Ne minik yavrular şehit olmuştu, ne minik yavrular yetim kalmıştı, ne babalar dönememişti çünkü evlatlarının yanına… Cemil’ler ve beşikteki delikanlı kızların varolma mücadelesiydi biraz da bu son otuz yıl!

Savaşan ama bir o kadar da siyasetin sınırları içine hapsolan bir ordunun küçük bir kopyasıdır müfrezemiz. Asteğmen Murat ile Yüzbaşı Tayfun’un tartışmalarında Amerika ve Avrupa’nın PKK’ya desteğinden, siyasetin savaşanlar üzerindeki baskısına kadar pek çok sorunu okumak mümkündür. Dağlarda olmak ne yazık ki bu gerçeğin dışına çıkarmaz onları. Hele ki PKK’ya helikopterlerle yapılan nereden geldiği belirsiz(!) silah ve ilaç yardımlarını birebir gördükten ve onlara elle dokunduktan sonra!

Yüzbaşı Tayfun, bir simgedir Ordu’nun içinden. Eğitimli ve eğitimsiz emri altındaki askerlerle, kısıtlı imkanlarla ve mücadele azmiyle donatılmış bir simge. Bazen de Pamukoğlu Paşa’nın kendisi oluverir. Onun gibi doğayla bütünleşmiştir ve doğadan güç alır. Her bir karış toprağı, her bir dağı, tepeyi, kampı, köşeyi, bucağı adı gibi bilir, tanır, hisseder. Ve “savaşı başkalarının anlattıkları ile yazanlara” da en az onun kadar tahammülsüz, onun kadar kızgındır.

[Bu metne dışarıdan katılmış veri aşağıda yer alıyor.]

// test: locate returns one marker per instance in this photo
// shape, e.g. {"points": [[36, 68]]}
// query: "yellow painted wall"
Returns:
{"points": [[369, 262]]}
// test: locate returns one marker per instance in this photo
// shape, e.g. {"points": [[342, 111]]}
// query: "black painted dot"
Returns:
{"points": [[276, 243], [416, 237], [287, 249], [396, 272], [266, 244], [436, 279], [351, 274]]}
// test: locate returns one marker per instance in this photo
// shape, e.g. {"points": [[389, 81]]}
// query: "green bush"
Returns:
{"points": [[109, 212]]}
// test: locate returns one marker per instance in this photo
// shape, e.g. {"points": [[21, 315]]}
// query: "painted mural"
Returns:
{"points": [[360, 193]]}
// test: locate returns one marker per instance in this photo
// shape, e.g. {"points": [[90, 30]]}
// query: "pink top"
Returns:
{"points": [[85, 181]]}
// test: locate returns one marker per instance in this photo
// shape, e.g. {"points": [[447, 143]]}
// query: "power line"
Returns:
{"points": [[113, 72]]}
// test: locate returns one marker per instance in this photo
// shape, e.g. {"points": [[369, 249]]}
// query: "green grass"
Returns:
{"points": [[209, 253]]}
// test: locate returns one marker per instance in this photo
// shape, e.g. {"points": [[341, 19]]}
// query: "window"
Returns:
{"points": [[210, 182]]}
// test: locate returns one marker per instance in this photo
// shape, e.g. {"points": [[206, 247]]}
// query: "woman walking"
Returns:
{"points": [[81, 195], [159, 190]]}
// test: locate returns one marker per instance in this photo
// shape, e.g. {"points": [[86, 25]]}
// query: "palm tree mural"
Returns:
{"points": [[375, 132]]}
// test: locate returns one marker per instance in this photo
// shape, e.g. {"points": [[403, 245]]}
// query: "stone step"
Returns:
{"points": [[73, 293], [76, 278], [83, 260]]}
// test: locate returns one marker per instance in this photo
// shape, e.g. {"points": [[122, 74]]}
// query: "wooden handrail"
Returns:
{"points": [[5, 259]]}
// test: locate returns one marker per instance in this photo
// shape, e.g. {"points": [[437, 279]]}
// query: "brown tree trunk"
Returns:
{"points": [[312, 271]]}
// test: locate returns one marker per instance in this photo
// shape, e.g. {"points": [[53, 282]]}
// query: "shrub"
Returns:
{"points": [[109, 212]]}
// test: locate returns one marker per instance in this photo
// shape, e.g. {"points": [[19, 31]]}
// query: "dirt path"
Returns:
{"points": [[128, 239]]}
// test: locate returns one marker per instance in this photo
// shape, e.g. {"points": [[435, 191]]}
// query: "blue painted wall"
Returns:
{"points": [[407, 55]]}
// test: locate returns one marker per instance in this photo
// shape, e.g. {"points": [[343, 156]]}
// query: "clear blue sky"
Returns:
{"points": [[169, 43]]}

Savaşı kendi yaşamış ve her şeyi kendi yazmıştır.

“Cehennemdere Kanyonu” Pamukoğlu Paşa’nın en güzel kitaplarından biri. Müfrezemize neler olacak soluk soluğa okuyacaksınız. Şehit vermeden hedefine ulaşabilecek mi hep merak edeceksiniz. Doğanın çetin şartlarına karşı siz de ayakta kalmaya çalışacak, bir yandan sağ kalmaya çalışıp bir yandan terörün başını ezmeye çalışacaksınız. Sevdikleriniz aklınızdan çıkmayacak ama hedefiniz hayatın merkezinde olacak.

Sonra yine gerçek hayata dönceksiniz. Yine şehit cenazelerine gidecek, yine “şehitler ölmez vatan bölünmez” diyeceksiniz. Sonra bebek katili Apo gelecek önünüze ve “çözüm süreci” ve “barış”!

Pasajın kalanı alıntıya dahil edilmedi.